The debug sync will be enabled if debug_sync_timeout larger than 0.

NOTE: the unit of debug_sync_timeout is microsecond.

Enable your debug sync point

You can enable your debug sync point by the SQL command below:

set ob_global_debug_sync = 'BEFORE_UNIT_MANAGER_LOAD wait_for signal_name execute 10000';

execute means the debug sync action will be disabled after 10000 execution.

signal_name is the name to wakeup.

The specific thread will hang on the debug sync point when it executes the debug sync point and then you can do something to debug the process.

Signal the debug sync point

You can signal the debug sync point by the SQL command below:

set ob_global_debug_sync = 'now signal signal_name';
-- or
set ob_global_debug_sync = 'now broadcast signal_name';

signal_name is the name you set when you enable the debug sync point.

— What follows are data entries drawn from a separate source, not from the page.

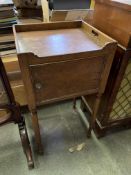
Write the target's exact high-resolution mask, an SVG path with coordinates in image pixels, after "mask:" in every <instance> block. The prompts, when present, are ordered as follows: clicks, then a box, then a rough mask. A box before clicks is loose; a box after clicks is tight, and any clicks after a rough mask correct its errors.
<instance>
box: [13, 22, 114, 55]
mask: <svg viewBox="0 0 131 175" xmlns="http://www.w3.org/2000/svg"><path fill="white" fill-rule="evenodd" d="M14 34H15V41H16V49H17V53H18V54H22V53H33V54H34V55H37V56H39V57H48V56H55V55H66V54H74V53H81V52H89V51H95V50H100V49H102V48H103V47H104V46H105V45H106V44H108V43H110V42H113V40H112V39H111V38H110V37H108V36H106V35H104V34H103V33H101V32H100V31H98V30H97V29H95V28H94V27H92V26H90V25H88V24H86V23H84V22H83V21H74V22H55V23H40V24H26V25H15V27H14Z"/></svg>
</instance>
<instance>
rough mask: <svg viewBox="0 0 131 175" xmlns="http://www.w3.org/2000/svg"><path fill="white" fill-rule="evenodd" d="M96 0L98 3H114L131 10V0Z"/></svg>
mask: <svg viewBox="0 0 131 175" xmlns="http://www.w3.org/2000/svg"><path fill="white" fill-rule="evenodd" d="M95 1H96V3H97V2H100V3H104V4H108V5H112V6H114V7H117V8H121V9H124V10H128V11H131V0H95Z"/></svg>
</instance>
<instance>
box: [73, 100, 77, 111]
mask: <svg viewBox="0 0 131 175" xmlns="http://www.w3.org/2000/svg"><path fill="white" fill-rule="evenodd" d="M73 109H74V110H75V109H76V98H73Z"/></svg>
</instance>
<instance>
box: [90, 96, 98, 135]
mask: <svg viewBox="0 0 131 175" xmlns="http://www.w3.org/2000/svg"><path fill="white" fill-rule="evenodd" d="M100 99H101V94H98V95H97V97H96V101H95V106H94V110H93V114H92V116H91V119H90V122H89V129H88V132H87V137H91V131H92V129H93V128H94V125H95V120H96V117H97V112H98V108H99V104H100Z"/></svg>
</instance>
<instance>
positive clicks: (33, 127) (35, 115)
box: [31, 110, 43, 154]
mask: <svg viewBox="0 0 131 175" xmlns="http://www.w3.org/2000/svg"><path fill="white" fill-rule="evenodd" d="M31 114H32V125H33V129H34V132H35V141H36V144H37V149H38V152H39V153H40V154H42V153H43V146H42V141H41V135H40V127H39V123H38V116H37V111H36V110H33V111H31Z"/></svg>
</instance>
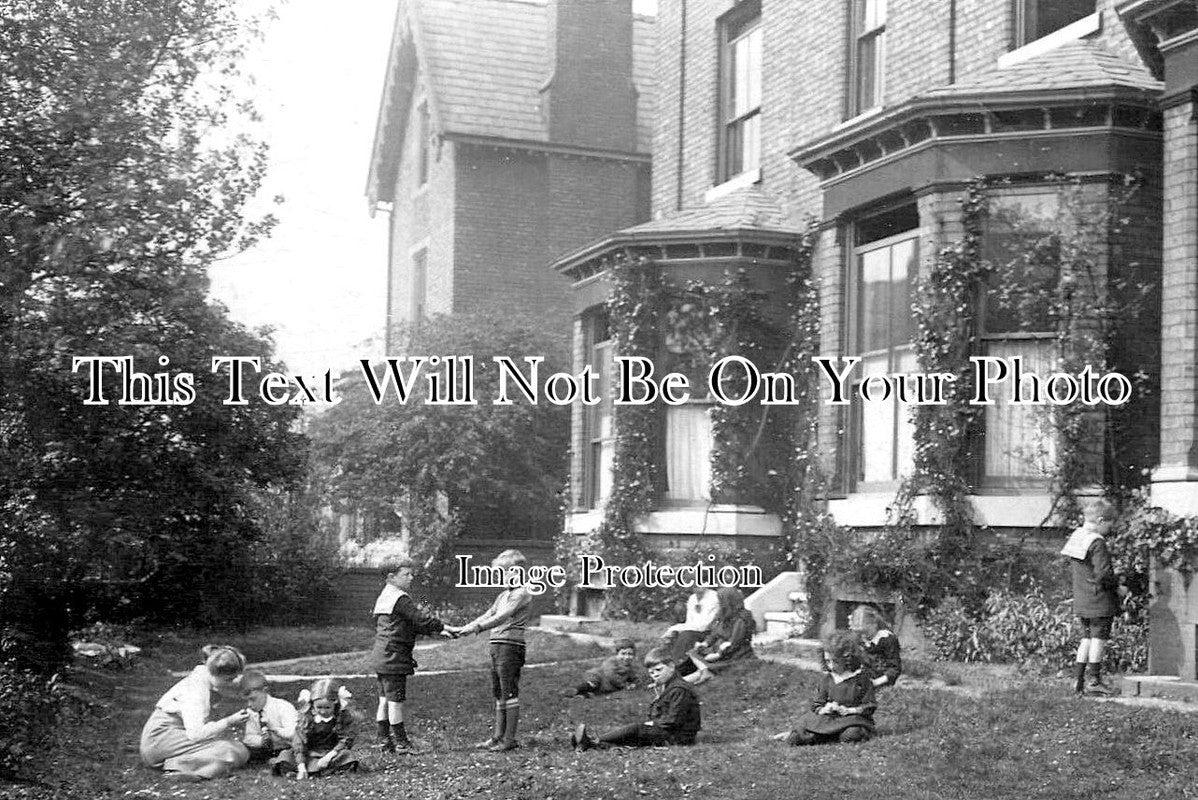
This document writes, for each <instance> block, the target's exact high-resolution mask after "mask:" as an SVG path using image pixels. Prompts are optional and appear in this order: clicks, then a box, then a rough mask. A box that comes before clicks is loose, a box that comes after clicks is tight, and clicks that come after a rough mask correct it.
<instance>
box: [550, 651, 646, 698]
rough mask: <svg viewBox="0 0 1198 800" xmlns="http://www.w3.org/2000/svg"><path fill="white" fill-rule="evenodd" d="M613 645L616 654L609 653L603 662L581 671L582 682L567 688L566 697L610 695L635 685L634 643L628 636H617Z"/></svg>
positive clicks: (634, 658) (635, 660) (635, 668)
mask: <svg viewBox="0 0 1198 800" xmlns="http://www.w3.org/2000/svg"><path fill="white" fill-rule="evenodd" d="M613 646H615V648H616V654H615V655H609V656H607V657H606V659H604V660H603V663H600V665H599V666H597V667H592V668H591V669H587V671H586V672H585V673H582V683H581V684H579V685H577V686H575V687H574V689H568V690H567V692H565V696H567V697H591V696H592V695H611V693H613V692H618V691H621V690H623V689H631V687H634V686H636V684H637V683H639V678H640V675H637V674H636V643H635V642H633V640H630V638H618V640H616V641H615V643H613Z"/></svg>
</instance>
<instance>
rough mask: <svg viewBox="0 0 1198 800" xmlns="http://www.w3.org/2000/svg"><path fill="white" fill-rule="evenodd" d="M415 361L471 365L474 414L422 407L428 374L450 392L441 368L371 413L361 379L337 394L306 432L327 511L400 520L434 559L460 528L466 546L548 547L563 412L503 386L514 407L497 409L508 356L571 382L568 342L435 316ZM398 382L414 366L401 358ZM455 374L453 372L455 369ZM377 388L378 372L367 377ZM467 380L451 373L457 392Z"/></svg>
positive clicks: (428, 326)
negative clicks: (337, 400) (536, 362)
mask: <svg viewBox="0 0 1198 800" xmlns="http://www.w3.org/2000/svg"><path fill="white" fill-rule="evenodd" d="M406 340H407V341H409V346H407V352H409V353H411V354H412V356H442V357H443V356H450V354H459V356H471V357H473V374H474V381H473V386H474V399H476V400H477V405H429V404H426V400H429V399H430V394H429V389H430V383H429V381H428V380H426V376H429V375H436V376H437V378H438V380H440V381H441V383H440V386H441V387H442V390H443V387H446V386H447V383H446V381H447V380H449V378H448V368H447V365H446V363H444V362H442V363H440V364H438V365H437V366H429V365H425V366H422V371H420V372H419V374H418V380H416V381H413V382H412V394H411V395H409V396H407V399H406V402H399V400H398V399H397V394H395V392H394V384H391V386H389V387H388V388H387V395H386V398H385V399H383V400H382V401H381V402H377V404H376V402H375V400H374V395H373V394H371V389H370V386H369V383H368V381H367V378H365V374H364V372H359V374H357V375H355V376H353V377H350V378H346V380H345V381H344V382H343V383H341V386H340V389H339V392H340V394H341V398H343V400H341V402H340V404H339V405H337V406H334V407H333V408H331V410H329V411H327V412H326V413H323V414H321V416H320V417H317V418H316V419H315V420H314V422H313V425H311V429H310V431H309V434H310V436H311V438H313V446H314V460H315V461H316V462H317V463H321V465H325V466H323V468H325V469H327V474H326V475H325V478H323V481H325V486H326V492H327V495H328V498H329V501H332V503H333V504H334V507H337V508H340V509H343V510H355V511H361V513H364V514H367V515H368V516H374V517H375V519H383V520H392V521H394V525H395V527H397V528H398V520H397V516H399V517H403V519H404V523H405V525H406V526H407V529H409V531H410V532H411V533H412V534H413V543H415V545H416V547H415V549H416V551H417V552H418V553H419V554H420V556H422V558H430V557H432V556H435V554H436V552H437V551H438V550H441V549H442V547H443V545H446V544H447V543H448V541H449V540H450V539H452V537H453V535H454V533H455V532H456V531H458V529H460V531H462V532H465V533H468V534H470V535H473V537H492V535H494V537H504V535H506V537H516V538H525V537H527V538H533V537H536V538H549V537H551V535H552V533H553V531H555V529H556V527H557V525H558V522H557V516H558V505H559V499H558V492H559V491H561V487H562V480H563V479H564V475H565V468H567V462H565V454H567V447H568V435H569V407H568V406H558V405H553V404H551V402H549V401H547V400H546V399H545V396H544V395H543V394H541V390H543V388H544V387H543V386H540V387H538V402H537V404H530V402H527V401H526V400H525V399H524V398H522V396H521V395H519V394H518V393H516V390H515V384H514V382H513V381H512V380H510V378H509V380H508V396H509V398H510V399H512V400H513V404H512V405H494V404H492V400H494V399H496V398H497V396H500V395H498V393H500V369H498V368H497V365H496V364H495V363H494V362H492V357H497V356H507V357H510V358H512V359H513V362H514V363H515V365H518V366H519V368H520V370H521V374H524V375H527V374H528V369H530V368H528V364H527V363H526V362H525V360H524V358H525V357H526V356H543V357H544V358H545V360H544V362H543V363H540V364H538V368H537V369H538V377H539V380H540V382H541V384H544V381H545V378H547V377H549V376H550V375H552V374H553V372H559V371H568V364H569V360H568V358H567V350H565V344H564V332H563V333H561V334H557V335H555V334H552V333H546V332H544V329H543V328H540V327H538V326H537V325H536V323H534V322H533V321H531V320H524V319H520V317H513V316H503V317H500V316H488V315H454V316H438V317H434V319H431V320H428V321H425V322H423V323H422V325H420V326H419V327H417V328H415V329H412V331H410V332H407V335H406ZM397 364H398V366H399V369H400V371H401V372H403V375H405V376H406V375H409V372H410V371H411V366H412V363H411V362H407V360H405V357H399V360H398V362H397ZM459 364H460V363H459ZM370 369H371V370H373V372H371V375H374V376H375V378H376V382H377V384H379V386H381V384H382V381H383V380H385V376H386V375H387V368H386V366H385V365H383V364H374V365H371V366H370ZM461 374H462V370H460V369H459V370H458V386H459V390H460V387H461V384H462V378H461Z"/></svg>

And then the specific thread will continue to execute.

Clear your debug sync point

You should clear your debug sync point after you debug the process, you can clear it by the SQL command below:

set ob_global_debug_sync = 'BEFORE_UNIT_MANAGER_LOAD clear';

Disable debug sync

You can disable debug sync by the SQL command below:

alter system set debug_sync_timeout=0;

How debug sync works

The process will use condition_variable to wait for the signal when it executes the debug sync point, and then it will hang on the debug sync point. The process will continue to execute after it receives the signal.

If you want to know more about the debug sync mechanism, you can refer to the code in ob_debug_sync.cpp/.h.